Klinge Corporation to Provide Specialised Refrigeration Systems for Oregon State University
Klinge Corporation, the specialist manufacturer of transport and storage refrigeration equipment, has won a new contract to store polar ice cores.
The company based in York, Pennsylvania, will provide a 40ft ISO refrigerated container system to Oregon State University. Klinge Corporation will deliver a primary and back-up nose mounted style refrigeration unit model NMR-262 and generator set model NMG-115.
The 40ft refrigerated container system will be used for the storage of ice core samples, which contain an abundance of climate information that can extend back hundreds of thousands of years.
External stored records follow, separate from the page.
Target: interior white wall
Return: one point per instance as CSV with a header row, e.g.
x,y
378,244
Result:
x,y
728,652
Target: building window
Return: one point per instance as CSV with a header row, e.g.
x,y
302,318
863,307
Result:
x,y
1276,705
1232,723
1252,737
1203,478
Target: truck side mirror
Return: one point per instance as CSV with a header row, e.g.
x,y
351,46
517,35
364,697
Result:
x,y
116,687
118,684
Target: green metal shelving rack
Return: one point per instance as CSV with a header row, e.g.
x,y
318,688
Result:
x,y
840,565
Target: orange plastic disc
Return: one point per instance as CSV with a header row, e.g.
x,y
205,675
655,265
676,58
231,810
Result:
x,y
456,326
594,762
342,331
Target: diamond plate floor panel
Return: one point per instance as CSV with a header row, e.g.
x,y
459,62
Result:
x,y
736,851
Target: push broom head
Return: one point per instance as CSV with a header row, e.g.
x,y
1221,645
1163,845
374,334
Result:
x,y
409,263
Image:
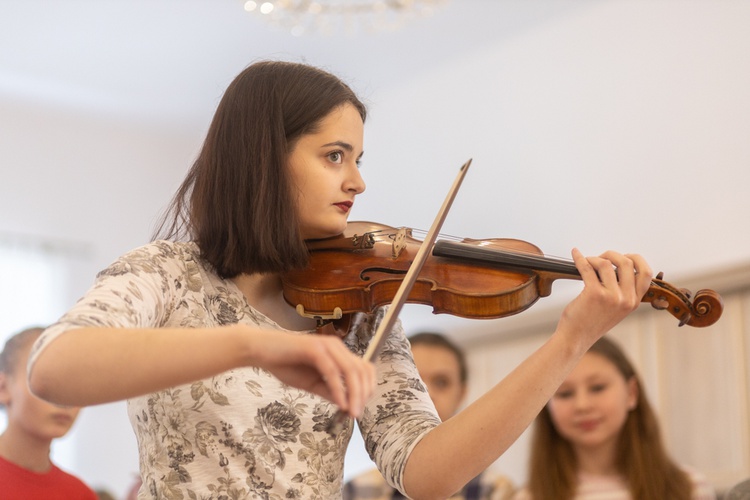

Such valuable cargo requires numerous fail-safes to ensure the required cooling.
The Nose Mount Refrigeration Unit (NMR) Model 262 dual refrigeration unit is designed for extremely temperature sensitive and valuable cargo, offering primary and back-up temperature control systems to ensure complete and independent protection.
The Nose Mount Generator Set (NMG) Model 115 provides an integral generator set for emergency power or when land power is not available.
Klinge Corporation’s Sales Manager said, “Our Company’s experience in providing refrigeration systems for the transport and storage of ice cores, hazardous goods, and highly valuable cargo, has enabled us to provide the kind of specialised equipment needed by Oregon State University.”
Klinge’s special line of redundant container systems offers primary and back-up refrigeration units so that failure of one system would automatically start the other system.
The Klinge refrigerated containers will maintain cargo temperature of -25°C and will be operable in all weather conditions with an ambient temperature range of -25°C to +50°C.
As required by the customer, temperature monitoring and recording systems will provide a record of temperature over time, and current temperature readout. Additionally, user adjustable high temperature alarms (with audible alarm) will be capable of sending an electronic power failure alarm signal to the University alarm system.